A few human traits, such as skin color, do appear to reflect natural selection in different environments. Near the equator, where the sun’s rays strike the earth directly yearround, a dark skin aids survival and reproduction by affording protection from skin cancer; far from the equator, though, a light skin seems to offer protection against rickets, a bone disorder, which can result from too little exposure to sunlight. Yet this and other geographically based differences between human populations are quite superficial; the ultimate biological proof of this lies in the fact that a healthy male and female from anywhere in the world are capable of mating to produce fertile offspring.

Clearly, humans have managed to go “all over the place” while remaining a single species.

That a single species—especially a large-bodied one— should have done this is remarkable indeed from a zoological and ecological standpoint. Other large-bodied species remain confined to relatively narrow environmental ranges. Chimps and gorillas, our closest living kin, inhabit still the tropical forests of our early ancestors.

Clearly, the secret of our success is culture. Humans have adapted to new environments, for the most part, not biologically but culturally. Culture allows us to create, within hostile environments, a “little environment” friendly to us. Control of fire, for example, meant we could create little enclaves of warmth in the coldest corners of the earth.
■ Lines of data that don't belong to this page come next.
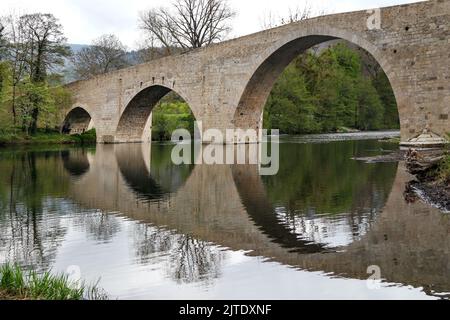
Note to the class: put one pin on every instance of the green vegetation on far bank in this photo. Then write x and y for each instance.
(18, 137)
(323, 92)
(16, 284)
(171, 114)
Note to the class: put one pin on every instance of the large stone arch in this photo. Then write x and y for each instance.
(135, 122)
(78, 120)
(273, 61)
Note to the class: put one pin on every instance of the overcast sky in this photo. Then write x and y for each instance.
(85, 20)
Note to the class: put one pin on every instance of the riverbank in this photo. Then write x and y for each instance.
(45, 137)
(432, 172)
(15, 284)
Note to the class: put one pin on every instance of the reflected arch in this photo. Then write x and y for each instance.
(146, 177)
(77, 121)
(135, 124)
(275, 59)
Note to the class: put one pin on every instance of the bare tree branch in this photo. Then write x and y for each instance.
(106, 54)
(188, 24)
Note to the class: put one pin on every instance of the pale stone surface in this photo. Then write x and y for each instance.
(227, 84)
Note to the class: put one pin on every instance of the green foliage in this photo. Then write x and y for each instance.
(169, 116)
(16, 284)
(327, 91)
(34, 96)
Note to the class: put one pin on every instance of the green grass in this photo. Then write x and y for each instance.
(15, 284)
(45, 137)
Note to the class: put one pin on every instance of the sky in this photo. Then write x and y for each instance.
(85, 20)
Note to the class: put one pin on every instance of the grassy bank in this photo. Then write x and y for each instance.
(15, 284)
(45, 137)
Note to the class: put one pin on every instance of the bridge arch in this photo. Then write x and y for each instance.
(135, 122)
(275, 59)
(78, 120)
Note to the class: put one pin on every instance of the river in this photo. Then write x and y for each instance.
(324, 227)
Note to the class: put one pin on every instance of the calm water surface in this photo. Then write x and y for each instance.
(148, 229)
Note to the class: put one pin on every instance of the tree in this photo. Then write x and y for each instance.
(32, 96)
(189, 24)
(17, 53)
(270, 20)
(2, 41)
(40, 42)
(106, 54)
(46, 44)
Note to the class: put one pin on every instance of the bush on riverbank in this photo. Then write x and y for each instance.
(16, 284)
(169, 116)
(18, 137)
(442, 173)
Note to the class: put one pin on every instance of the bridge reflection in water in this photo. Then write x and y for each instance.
(408, 242)
(188, 220)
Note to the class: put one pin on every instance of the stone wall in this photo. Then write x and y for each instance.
(226, 85)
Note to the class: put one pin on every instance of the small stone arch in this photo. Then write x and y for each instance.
(77, 121)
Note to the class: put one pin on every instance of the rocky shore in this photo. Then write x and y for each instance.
(431, 169)
(432, 172)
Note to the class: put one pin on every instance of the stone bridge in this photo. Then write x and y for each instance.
(227, 84)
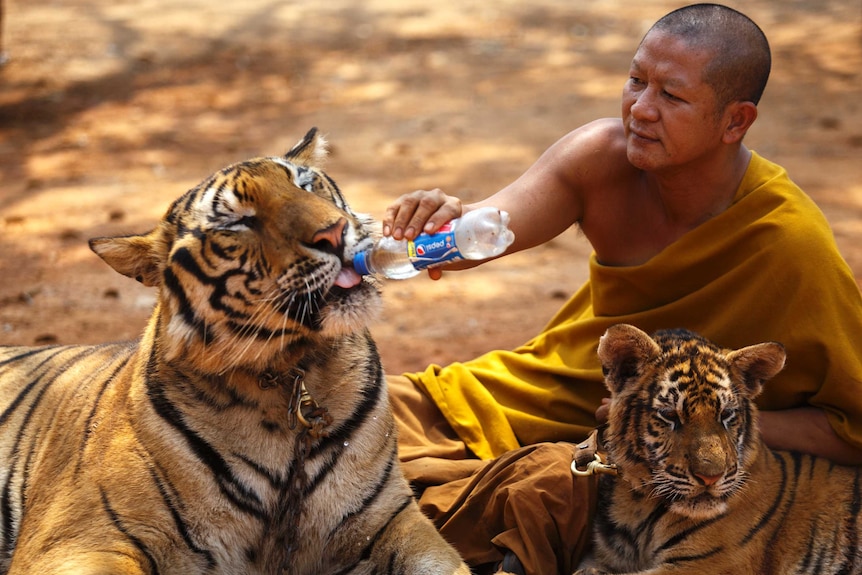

Now, half a million years later, we live with the fish, not by evolving fins and gills but by surrounding ourselves with submarines; and we are venturing into airless space, not by evolving the ability to do without oxygen but by surrounding ourselves with space shuttles and stations. It even is conceivable that we will be able to modify other planets to suit our needs.

Conclusion

Human social evolution up to the present dramatically suggests the value of culture in promoting the survival and reproduction of culture bearers. Biological evolution adapts species to environments; cultural evolution adapts environments to species. Long before the advent of space stations, Herbert Spencer (1897) had seen deeply into the profound significance of culture as an adaptation allowing our species to venture into new environments by creating the following:

A secondary environment, which eventually becomes more important than the primary environments—so much more important that there arises the possibility of carrying on a high kind of social life under inorganic and organic conditions which would originally have prevented it. (Vol. 1, pp. 13–14)

As an approach, social evolutionism is historically associated especially with the 19th century; but the approach is still alive because social evolution itself is a continuing process.